И многие не простили. Отсюда известное «Бердяев — это не Россия», прозвище Белибердяев и тому подобное. Отсюда атака со всех флангов, шлейф страстной нелюбви, который тянулся за философом всю жизнь. То «слева», то «справа» распускались «белые» и «красные» ядовитые цветы общественного недовольства. А ягодки еще были впереди.

Так он и жил: между двух огней, грозящих опалить мотылька в свободном полете мысли.

«Ищущий философии свободы, идущий путем великого делания себя свободным — се есть сын мой возлюбленный, в котором есть мое благоволение», — мог бы молвить с небес Бог Николая Бердяева.

И Бердяев был достойным сыном.

Что отличает достойного от недостойного? Следование завету отца, претворение в жизнь правды, завещанной предком.

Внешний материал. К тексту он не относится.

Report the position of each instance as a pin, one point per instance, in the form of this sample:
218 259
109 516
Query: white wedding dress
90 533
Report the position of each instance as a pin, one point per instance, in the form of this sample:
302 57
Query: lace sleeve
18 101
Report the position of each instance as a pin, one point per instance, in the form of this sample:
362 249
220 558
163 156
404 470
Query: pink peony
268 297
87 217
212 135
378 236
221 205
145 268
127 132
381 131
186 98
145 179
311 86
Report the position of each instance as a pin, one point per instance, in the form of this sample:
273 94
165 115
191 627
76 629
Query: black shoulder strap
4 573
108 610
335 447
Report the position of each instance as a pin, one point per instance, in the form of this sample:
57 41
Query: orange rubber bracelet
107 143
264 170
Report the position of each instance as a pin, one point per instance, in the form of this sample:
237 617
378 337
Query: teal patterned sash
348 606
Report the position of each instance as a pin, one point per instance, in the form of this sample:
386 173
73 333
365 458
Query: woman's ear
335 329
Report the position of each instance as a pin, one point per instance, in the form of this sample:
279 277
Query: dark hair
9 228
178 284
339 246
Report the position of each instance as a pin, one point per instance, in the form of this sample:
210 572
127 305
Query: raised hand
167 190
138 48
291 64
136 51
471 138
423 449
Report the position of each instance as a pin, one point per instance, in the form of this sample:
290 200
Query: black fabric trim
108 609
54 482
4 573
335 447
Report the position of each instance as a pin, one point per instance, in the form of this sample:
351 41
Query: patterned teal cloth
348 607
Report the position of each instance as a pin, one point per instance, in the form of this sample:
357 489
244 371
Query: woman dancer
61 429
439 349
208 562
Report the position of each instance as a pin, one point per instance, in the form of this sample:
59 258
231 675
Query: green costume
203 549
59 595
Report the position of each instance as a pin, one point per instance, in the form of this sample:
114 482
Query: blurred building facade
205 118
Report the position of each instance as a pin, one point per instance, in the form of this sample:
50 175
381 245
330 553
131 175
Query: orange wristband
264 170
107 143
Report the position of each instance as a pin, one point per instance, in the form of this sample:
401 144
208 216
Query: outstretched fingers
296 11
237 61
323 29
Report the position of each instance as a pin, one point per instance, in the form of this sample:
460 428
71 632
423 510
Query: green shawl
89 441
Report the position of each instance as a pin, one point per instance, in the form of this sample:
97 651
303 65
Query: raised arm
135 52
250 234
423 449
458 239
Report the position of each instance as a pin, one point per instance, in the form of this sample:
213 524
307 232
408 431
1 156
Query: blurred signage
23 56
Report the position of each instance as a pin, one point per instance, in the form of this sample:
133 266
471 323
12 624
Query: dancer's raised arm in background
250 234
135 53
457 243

Такой правдой для Бердяева была Свобода. Эту заповедь философ чтил свято, даже в самые трудные, переломные моменты жизни.

Известный факт биографии Бердяева: последовательный, неуклонный разрыв с любой социальной средой, которая посмела бы усовещивать человека в его бытии человеком. Он не позволял господствовать над собой никому и ничему. Никогда.

Об этом Бердяев пишет в автобиографической работе «Самопознание». Вот небольшой, но показательный отрывок:

«По характеру своему я принадлежу к людям, которые отрицательно реагируют на окружающую среду и склонны протестовать. Это также форма зависимости. Я всегда разрывал со всякой средой, всегда уходил. У меня очень слабая способность к приспособлению, для меня невозможен никакой конформизм. Эта неприспособленность к окружающему миру — мое основное свойство».

Кадетский корпус, университетский круг, среда революционно настроенных марксистов, высоколобая аристократия, эмигрантская братия — ничто в конечном итоге не могло удовлетворить его моральное, его религиозное чувство. Бердяев отчаянно не соглашался быть компромиссной фигурой. Ни один друг и ни одно содружество не были ему дороже Истины.

Этой Истиной, этой Благодатью для Бердяева является Свобода. Она становится основой его жизни и творчества. Подобно тому, как Василия Розанова с молодых лет «мучал Бог», Бердяева мучала свобода.

Но что же в ней такого мучительного? Чем она может так истомить человеческий дух?

Бердяев ответил бы: тем, что она необходима.

Необходима не в том смысле, как свободу понимали Спиноза или Гегель. Нет, против их «свобод» Бердяев поднимал кровавые сердечные восстания: принятие свободы как осознанной необходимости он счел бы рабством у мира.

Свобода необходима, по Бердяеву, иначе. Необходима в своей несотворенности. Философ убежден: свобода имеет нетварную природу. Выражаясь в терминах любимого мистика Бердяева Якова Бёме, она есть темный, иррациональный исток Бога. Она необходима как некая субстанциональность, самодовление. Неизвестное, непроизводное, непроизвольное. Икс. То, что «не от мира сего». И то, что делает этот мир и человека в нем возможными. Любой другой расклад — это развенчивание самой ее сущности, ее бытия именно как свободы.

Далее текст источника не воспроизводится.